Influence of Plants and Organic Matter on the Nitrogen Removal in Laboratory‐Scale Model Subsurface Flow Constructed Wetlands Inoculated with Anaerobic Ammonium Oxidizing Bacteria

Anaerobic oxidation of ammonium has become an alternative for the treatment of wastewater with high ammonium loads, and it was also suggested to be involved in the nitrogen removal process in constructed wetlands. Nonetheless, its role has not been well evaluated as yet. In this paper, results of a lab‐scale study are presented focusing on the evaluation of the role of Anammox bacteria, plants, applied ammonia, nitrite nitrogen loads, and the presence of organic matter in nitrogen transformation processes in subsurface‐flow constructed wetlands. The inoculation of the experimental model wetlands with active Anammox biomass increased the total nitrogen and ammonium removal rates to values up to 5.7 g N/m² d, which is almost 10 times higher than those values reported for subsurface flow constructed wetlands.
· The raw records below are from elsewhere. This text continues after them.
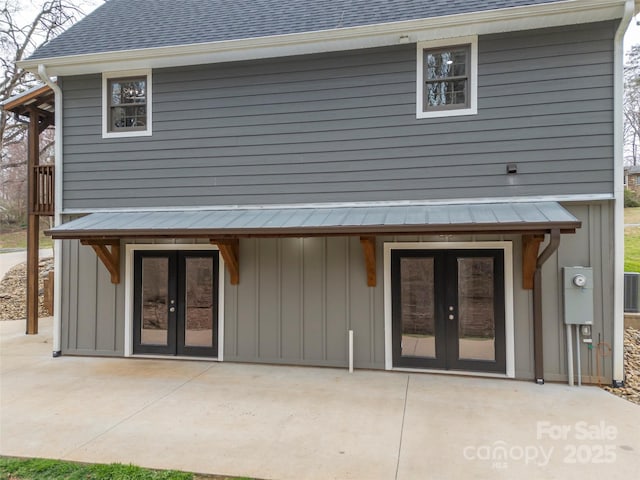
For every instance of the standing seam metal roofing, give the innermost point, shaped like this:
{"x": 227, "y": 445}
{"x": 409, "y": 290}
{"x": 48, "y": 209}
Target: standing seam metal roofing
{"x": 322, "y": 220}
{"x": 120, "y": 25}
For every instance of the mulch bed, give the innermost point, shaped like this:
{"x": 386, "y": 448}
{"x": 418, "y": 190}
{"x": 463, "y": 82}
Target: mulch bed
{"x": 13, "y": 291}
{"x": 631, "y": 389}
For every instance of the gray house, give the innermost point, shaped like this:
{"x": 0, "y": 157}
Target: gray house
{"x": 396, "y": 184}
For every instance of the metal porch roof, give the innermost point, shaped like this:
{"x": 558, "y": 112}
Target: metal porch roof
{"x": 525, "y": 217}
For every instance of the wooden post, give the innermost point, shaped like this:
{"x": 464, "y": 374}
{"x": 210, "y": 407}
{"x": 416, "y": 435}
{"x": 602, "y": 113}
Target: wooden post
{"x": 530, "y": 247}
{"x": 230, "y": 251}
{"x": 369, "y": 250}
{"x": 48, "y": 293}
{"x": 33, "y": 227}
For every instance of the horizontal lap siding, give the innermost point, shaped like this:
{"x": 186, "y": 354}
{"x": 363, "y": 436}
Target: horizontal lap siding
{"x": 342, "y": 127}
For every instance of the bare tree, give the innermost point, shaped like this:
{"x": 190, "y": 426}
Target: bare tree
{"x": 25, "y": 25}
{"x": 632, "y": 106}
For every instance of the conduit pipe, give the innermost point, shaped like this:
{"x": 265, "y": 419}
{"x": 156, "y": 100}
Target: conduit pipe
{"x": 554, "y": 243}
{"x": 57, "y": 244}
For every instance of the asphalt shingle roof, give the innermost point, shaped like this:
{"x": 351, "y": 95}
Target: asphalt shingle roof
{"x": 120, "y": 25}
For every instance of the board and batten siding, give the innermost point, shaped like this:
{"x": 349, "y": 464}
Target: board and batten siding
{"x": 341, "y": 126}
{"x": 297, "y": 299}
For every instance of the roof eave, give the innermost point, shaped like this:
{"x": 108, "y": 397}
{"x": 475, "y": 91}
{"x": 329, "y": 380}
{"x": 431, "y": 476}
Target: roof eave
{"x": 441, "y": 229}
{"x": 493, "y": 21}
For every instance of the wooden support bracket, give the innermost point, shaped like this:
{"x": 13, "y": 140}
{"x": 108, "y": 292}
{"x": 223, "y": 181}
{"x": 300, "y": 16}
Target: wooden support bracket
{"x": 530, "y": 247}
{"x": 369, "y": 249}
{"x": 110, "y": 258}
{"x": 230, "y": 251}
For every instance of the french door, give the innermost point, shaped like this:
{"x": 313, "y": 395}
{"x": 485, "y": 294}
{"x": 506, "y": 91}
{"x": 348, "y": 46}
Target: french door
{"x": 176, "y": 302}
{"x": 448, "y": 309}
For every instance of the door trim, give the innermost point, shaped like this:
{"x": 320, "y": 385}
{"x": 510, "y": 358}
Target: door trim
{"x": 506, "y": 246}
{"x": 130, "y": 248}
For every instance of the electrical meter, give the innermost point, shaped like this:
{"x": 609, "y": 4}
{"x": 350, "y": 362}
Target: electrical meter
{"x": 578, "y": 295}
{"x": 579, "y": 280}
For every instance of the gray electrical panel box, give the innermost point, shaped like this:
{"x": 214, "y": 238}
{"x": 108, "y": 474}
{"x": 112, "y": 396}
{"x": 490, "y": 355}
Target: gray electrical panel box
{"x": 578, "y": 295}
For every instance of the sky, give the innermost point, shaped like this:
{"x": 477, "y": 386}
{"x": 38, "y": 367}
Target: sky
{"x": 27, "y": 8}
{"x": 632, "y": 37}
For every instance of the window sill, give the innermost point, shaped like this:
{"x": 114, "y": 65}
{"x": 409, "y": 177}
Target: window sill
{"x": 137, "y": 133}
{"x": 447, "y": 113}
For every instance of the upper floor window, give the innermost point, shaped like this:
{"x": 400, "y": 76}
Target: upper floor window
{"x": 447, "y": 78}
{"x": 126, "y": 104}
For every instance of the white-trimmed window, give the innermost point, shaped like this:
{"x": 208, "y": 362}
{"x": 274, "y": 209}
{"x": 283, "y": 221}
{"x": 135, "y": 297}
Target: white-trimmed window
{"x": 126, "y": 103}
{"x": 447, "y": 74}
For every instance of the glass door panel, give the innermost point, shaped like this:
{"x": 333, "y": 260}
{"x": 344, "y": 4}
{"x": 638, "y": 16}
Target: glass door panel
{"x": 448, "y": 309}
{"x": 154, "y": 327}
{"x": 417, "y": 307}
{"x": 476, "y": 317}
{"x": 198, "y": 328}
{"x": 175, "y": 302}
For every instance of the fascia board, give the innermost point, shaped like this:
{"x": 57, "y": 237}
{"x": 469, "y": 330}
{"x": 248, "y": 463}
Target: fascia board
{"x": 566, "y": 12}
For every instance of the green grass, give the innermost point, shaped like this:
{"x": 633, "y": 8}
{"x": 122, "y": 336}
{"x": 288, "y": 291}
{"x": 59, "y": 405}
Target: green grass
{"x": 632, "y": 240}
{"x": 632, "y": 215}
{"x": 36, "y": 469}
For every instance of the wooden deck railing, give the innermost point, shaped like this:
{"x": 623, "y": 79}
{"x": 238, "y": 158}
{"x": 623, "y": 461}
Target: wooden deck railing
{"x": 43, "y": 191}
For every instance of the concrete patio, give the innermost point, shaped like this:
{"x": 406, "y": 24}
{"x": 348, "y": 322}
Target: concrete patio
{"x": 278, "y": 422}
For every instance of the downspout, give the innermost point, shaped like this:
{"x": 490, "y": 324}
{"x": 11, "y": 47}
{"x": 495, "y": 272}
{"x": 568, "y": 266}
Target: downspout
{"x": 57, "y": 244}
{"x": 554, "y": 243}
{"x": 618, "y": 193}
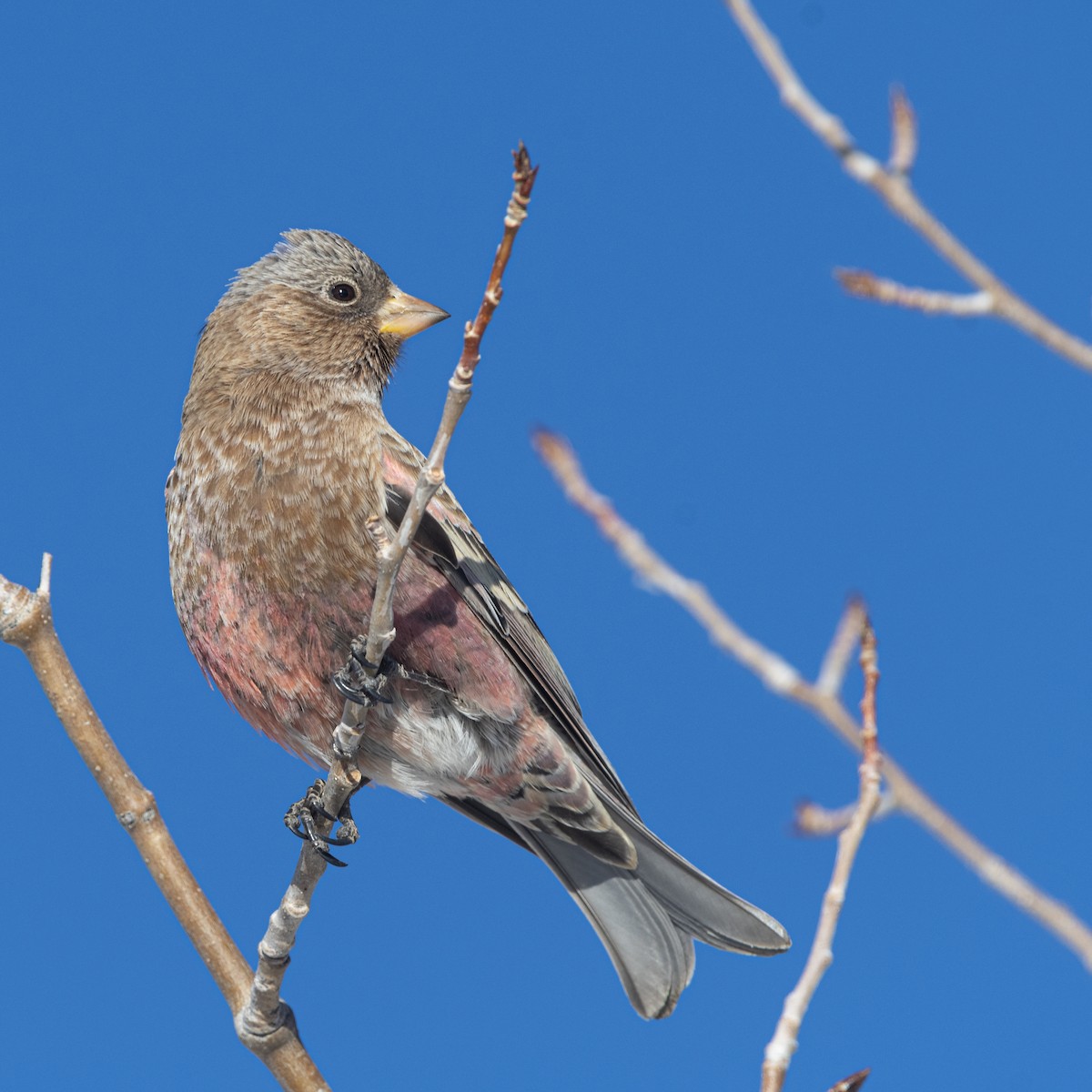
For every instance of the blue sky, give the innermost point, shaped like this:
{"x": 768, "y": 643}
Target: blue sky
{"x": 670, "y": 308}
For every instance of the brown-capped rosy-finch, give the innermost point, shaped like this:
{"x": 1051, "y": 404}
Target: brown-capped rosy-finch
{"x": 284, "y": 457}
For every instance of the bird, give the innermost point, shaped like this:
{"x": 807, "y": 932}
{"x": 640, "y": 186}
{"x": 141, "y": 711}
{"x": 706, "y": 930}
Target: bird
{"x": 284, "y": 457}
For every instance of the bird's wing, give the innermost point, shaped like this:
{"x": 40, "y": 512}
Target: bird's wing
{"x": 448, "y": 540}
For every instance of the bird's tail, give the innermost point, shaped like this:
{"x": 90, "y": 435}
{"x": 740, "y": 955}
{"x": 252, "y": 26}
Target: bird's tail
{"x": 647, "y": 916}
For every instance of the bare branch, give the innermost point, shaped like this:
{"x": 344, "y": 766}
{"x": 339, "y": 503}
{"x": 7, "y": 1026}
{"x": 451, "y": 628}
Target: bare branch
{"x": 894, "y": 188}
{"x": 26, "y": 622}
{"x": 904, "y": 134}
{"x": 846, "y": 634}
{"x": 784, "y": 1046}
{"x": 814, "y": 820}
{"x": 344, "y": 776}
{"x": 962, "y": 305}
{"x": 784, "y": 680}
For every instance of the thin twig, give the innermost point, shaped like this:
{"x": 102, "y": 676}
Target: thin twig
{"x": 842, "y": 645}
{"x": 814, "y": 820}
{"x": 784, "y": 680}
{"x": 894, "y": 188}
{"x": 344, "y": 776}
{"x": 904, "y": 134}
{"x": 961, "y": 305}
{"x": 26, "y": 622}
{"x": 782, "y": 1046}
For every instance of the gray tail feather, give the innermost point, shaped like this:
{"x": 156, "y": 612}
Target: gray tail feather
{"x": 653, "y": 958}
{"x": 696, "y": 904}
{"x": 645, "y": 917}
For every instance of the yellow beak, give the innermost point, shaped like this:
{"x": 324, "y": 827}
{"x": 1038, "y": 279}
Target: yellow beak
{"x": 405, "y": 316}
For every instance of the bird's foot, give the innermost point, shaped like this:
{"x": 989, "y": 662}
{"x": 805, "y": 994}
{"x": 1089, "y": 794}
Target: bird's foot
{"x": 301, "y": 820}
{"x": 361, "y": 682}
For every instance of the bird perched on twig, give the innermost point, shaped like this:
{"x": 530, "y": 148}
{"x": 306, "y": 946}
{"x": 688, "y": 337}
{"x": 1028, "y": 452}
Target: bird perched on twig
{"x": 284, "y": 457}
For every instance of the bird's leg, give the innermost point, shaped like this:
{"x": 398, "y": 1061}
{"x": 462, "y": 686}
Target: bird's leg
{"x": 300, "y": 819}
{"x": 359, "y": 681}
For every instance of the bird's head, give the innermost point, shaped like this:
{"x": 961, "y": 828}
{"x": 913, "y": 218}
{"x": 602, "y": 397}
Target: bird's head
{"x": 316, "y": 305}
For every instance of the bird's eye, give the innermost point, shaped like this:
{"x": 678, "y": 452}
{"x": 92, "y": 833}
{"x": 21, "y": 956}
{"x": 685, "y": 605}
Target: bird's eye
{"x": 342, "y": 292}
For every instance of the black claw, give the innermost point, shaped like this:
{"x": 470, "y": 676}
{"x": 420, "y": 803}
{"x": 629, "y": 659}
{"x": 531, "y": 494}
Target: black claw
{"x": 330, "y": 858}
{"x": 355, "y": 683}
{"x": 300, "y": 818}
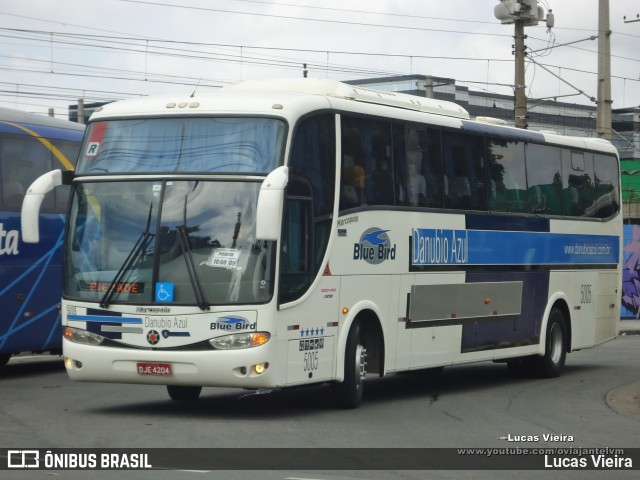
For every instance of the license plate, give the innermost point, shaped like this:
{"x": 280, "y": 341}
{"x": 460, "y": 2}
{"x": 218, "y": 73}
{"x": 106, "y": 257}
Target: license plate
{"x": 163, "y": 369}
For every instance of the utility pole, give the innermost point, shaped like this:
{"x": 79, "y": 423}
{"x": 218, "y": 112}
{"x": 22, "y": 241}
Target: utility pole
{"x": 604, "y": 101}
{"x": 521, "y": 109}
{"x": 522, "y": 13}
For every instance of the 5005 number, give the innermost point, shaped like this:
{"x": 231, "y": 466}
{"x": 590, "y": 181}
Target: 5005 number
{"x": 585, "y": 294}
{"x": 310, "y": 361}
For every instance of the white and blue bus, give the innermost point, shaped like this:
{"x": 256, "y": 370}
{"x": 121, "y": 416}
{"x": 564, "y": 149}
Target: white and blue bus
{"x": 30, "y": 275}
{"x": 292, "y": 232}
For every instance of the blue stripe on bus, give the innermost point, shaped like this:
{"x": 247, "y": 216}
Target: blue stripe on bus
{"x": 104, "y": 319}
{"x": 16, "y": 334}
{"x": 435, "y": 247}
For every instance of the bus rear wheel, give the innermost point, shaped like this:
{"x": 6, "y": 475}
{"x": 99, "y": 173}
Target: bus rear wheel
{"x": 348, "y": 394}
{"x": 181, "y": 393}
{"x": 4, "y": 358}
{"x": 550, "y": 365}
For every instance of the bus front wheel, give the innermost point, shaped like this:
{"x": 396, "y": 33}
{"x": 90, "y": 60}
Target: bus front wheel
{"x": 348, "y": 394}
{"x": 181, "y": 393}
{"x": 550, "y": 365}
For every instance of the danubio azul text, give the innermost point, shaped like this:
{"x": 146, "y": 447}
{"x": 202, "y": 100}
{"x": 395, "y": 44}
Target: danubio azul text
{"x": 439, "y": 247}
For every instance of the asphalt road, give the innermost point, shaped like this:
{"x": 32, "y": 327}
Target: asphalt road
{"x": 478, "y": 405}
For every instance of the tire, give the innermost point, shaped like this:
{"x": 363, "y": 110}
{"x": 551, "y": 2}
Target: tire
{"x": 550, "y": 365}
{"x": 4, "y": 358}
{"x": 180, "y": 393}
{"x": 348, "y": 394}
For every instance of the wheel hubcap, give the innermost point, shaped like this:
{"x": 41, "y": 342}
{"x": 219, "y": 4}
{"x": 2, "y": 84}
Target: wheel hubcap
{"x": 555, "y": 343}
{"x": 361, "y": 364}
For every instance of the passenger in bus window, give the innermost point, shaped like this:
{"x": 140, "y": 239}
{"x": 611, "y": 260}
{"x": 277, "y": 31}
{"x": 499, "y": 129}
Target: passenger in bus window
{"x": 416, "y": 183}
{"x": 353, "y": 183}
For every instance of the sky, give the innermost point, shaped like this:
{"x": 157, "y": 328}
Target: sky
{"x": 53, "y": 52}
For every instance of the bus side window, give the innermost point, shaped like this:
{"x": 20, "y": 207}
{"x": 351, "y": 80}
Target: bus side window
{"x": 544, "y": 183}
{"x": 296, "y": 266}
{"x": 606, "y": 193}
{"x": 578, "y": 183}
{"x": 507, "y": 178}
{"x": 464, "y": 171}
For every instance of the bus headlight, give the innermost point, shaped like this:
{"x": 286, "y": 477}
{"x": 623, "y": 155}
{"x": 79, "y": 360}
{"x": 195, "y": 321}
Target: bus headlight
{"x": 85, "y": 337}
{"x": 240, "y": 340}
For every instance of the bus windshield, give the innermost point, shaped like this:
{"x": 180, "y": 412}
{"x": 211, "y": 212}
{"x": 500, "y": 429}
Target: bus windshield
{"x": 195, "y": 144}
{"x": 180, "y": 242}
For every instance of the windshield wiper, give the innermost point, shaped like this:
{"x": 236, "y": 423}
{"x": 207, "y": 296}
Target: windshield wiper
{"x": 139, "y": 248}
{"x": 183, "y": 236}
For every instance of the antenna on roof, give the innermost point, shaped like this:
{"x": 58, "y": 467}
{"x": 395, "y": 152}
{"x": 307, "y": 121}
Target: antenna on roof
{"x": 193, "y": 94}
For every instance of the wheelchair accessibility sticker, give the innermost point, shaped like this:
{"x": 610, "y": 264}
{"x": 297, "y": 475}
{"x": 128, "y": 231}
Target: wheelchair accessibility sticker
{"x": 164, "y": 292}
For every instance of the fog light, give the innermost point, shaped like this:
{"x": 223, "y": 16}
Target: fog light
{"x": 260, "y": 368}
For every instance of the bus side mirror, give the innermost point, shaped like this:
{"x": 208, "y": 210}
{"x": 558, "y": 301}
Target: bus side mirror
{"x": 33, "y": 200}
{"x": 270, "y": 204}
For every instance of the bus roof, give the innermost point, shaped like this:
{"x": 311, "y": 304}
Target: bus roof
{"x": 286, "y": 97}
{"x": 261, "y": 94}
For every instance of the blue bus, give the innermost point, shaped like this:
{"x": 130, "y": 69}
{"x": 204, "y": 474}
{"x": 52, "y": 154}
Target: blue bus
{"x": 30, "y": 274}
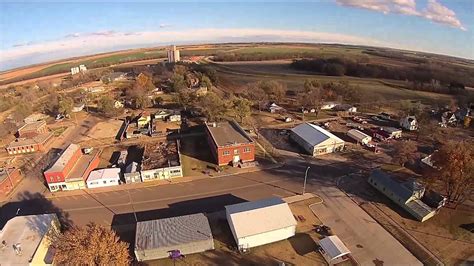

Although the presence of plants caused a higher removal rate, the role of the plants became less important with high nitrite influent concentration. Because the unplanted experimental system without the addition of any organic carbon source showed also high nitrogen removal rates, it can be concluded that beside the potential for “conventional” denitrification in the planted systems the main mechanism for explaining the high nitrogen removal rates obtained during the experiments was the anaerobic ammonia oxidation. The assay of the formation of hydrazine from hydroxylamine and the findings of the molecular biology tests fitted with the positive results for potential Anammox activity obtained in the bottle test. The addition of organic carbon, specifically acetate, apparently had no great influence on Anammox activity, which is in agreement with the findings reported by other authors. Nevertheless, the addition influenced the redox potential. Some questions are still left open, which are mainly associated with the scaling up of these results and the inoculation of Anammox biomass in full‐scale systems.